Barreto destaca que a pressão pelos acordos e a consequente garantia de uma governabilidade força o Palácio do Planalto a avaliar constantemente o envio de agendas ao Congresso.

"Nas agendas que envia ao Congresso, o governo acaba por negociar muito mais do que gostaria e sem garantia de resultado. O Congresso gosta de manter o governo nas cordas, pressionado, para no final emplacar seu interesses"

'Fragilização' e 'governo Congressual'

Moisés aponta as crises envolvendo ex-presidentes da República desde 2014 como motivo de fragilização do Poder Executivo.

Segundo ele, isso abriu caminho para o Congresso se apoderar de prerrogativas que antes cabiam ao presidente da República.

"Uma parte disso se deve a crises políticas desde 2014. A partir dali, as lideranças da Câmara e do Senado, mas principalmente da Câmara, foram progressivamente introduzindo modificações e alcançando uma capacidade de administração maior sobre o Orçamento".

Couto ressaltou que, com o aumento do Poder do Legislativo sobre o Executivo, é possível se adotar a expressão "governo congressual" para explicar a relação.

"É fato. Temos um Congresso hoje que tem muito mais poder. Podemos até falar em um 'governo congressual', em que o Congresso toma frente em muitas decisões, porque seu poder em relação ao Executivo aumentou bastante".

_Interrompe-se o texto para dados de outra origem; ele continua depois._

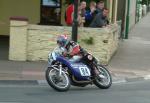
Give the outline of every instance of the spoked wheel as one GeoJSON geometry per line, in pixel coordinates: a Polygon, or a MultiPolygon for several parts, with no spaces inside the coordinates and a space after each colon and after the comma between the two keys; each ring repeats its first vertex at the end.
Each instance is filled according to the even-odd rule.
{"type": "Polygon", "coordinates": [[[59,76],[59,70],[49,67],[46,70],[46,80],[48,84],[57,91],[67,91],[70,88],[69,76],[62,71],[59,76]]]}
{"type": "Polygon", "coordinates": [[[112,84],[112,78],[109,71],[102,65],[98,65],[97,68],[100,74],[95,78],[94,84],[101,89],[109,88],[112,84]]]}

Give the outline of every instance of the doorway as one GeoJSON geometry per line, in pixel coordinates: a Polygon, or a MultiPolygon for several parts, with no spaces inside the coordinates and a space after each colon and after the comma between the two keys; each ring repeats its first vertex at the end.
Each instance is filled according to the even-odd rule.
{"type": "Polygon", "coordinates": [[[9,36],[0,36],[0,60],[8,60],[9,36]]]}

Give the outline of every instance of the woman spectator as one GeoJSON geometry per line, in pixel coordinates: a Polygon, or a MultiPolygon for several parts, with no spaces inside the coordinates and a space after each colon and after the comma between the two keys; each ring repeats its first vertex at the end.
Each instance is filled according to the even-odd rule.
{"type": "Polygon", "coordinates": [[[96,2],[91,1],[90,7],[86,10],[86,13],[85,13],[85,26],[86,27],[88,27],[91,24],[96,14],[97,14],[96,2]]]}

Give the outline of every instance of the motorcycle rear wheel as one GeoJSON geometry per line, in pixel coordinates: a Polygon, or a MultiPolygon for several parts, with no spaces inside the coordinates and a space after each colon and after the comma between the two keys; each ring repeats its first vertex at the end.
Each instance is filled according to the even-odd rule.
{"type": "Polygon", "coordinates": [[[98,70],[100,71],[100,75],[95,77],[95,80],[93,81],[94,84],[101,88],[101,89],[108,89],[112,85],[112,77],[109,71],[102,65],[98,65],[98,70]],[[104,78],[101,78],[101,75],[104,76],[104,78]]]}
{"type": "Polygon", "coordinates": [[[53,67],[48,67],[45,73],[46,80],[48,84],[55,90],[59,92],[68,91],[71,85],[69,76],[62,72],[61,77],[59,77],[59,70],[54,69],[53,67]],[[53,74],[54,73],[54,74],[53,74]],[[59,84],[64,82],[63,85],[59,84]]]}

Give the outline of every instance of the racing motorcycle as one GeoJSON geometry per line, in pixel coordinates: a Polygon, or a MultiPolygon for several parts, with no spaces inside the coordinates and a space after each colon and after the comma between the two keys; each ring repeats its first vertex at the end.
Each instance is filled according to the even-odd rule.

Segundo Prando, não há, de fato, uma fragilização, mas um realinhamento dos Poderes.

"Há, penso, um realinhamento dos poderes e Lula, agora, tem mais dificuldades do que teve nos outros mandatos".

Lula em campo

Especialistas ouvidos pelo g1 afirmaram que Lula terá que entrar cada vez mais em campo para ajudar nas negociações.

A tendência de se dar continuidade ao formato de negociação por projetos, como o observado neste ano, vai exigir ainda mais do governo.

"Não vejo, neste momento, nada que seja diferente para o ano vindouro, ou seja, Lula terá que entrar mais em campo na articulação política e permanecerá dialogando e liberando recursos e cargos como numa provável reforma ministerial e nos demais escalões do governo", afirmou Prando

"Talvez o governo consiga distribuir melhor os espaços de poder para os partidos de centro e capitalizar uma maior interlocução com lideranças regionais que tenham voz e influência dentro das legendas, tendo em vista a pouca coesão dentro dos partidos. O governo tem que buscar mais no varejo do que com os próprios comandos partidários em si", ressaltou Medeiros.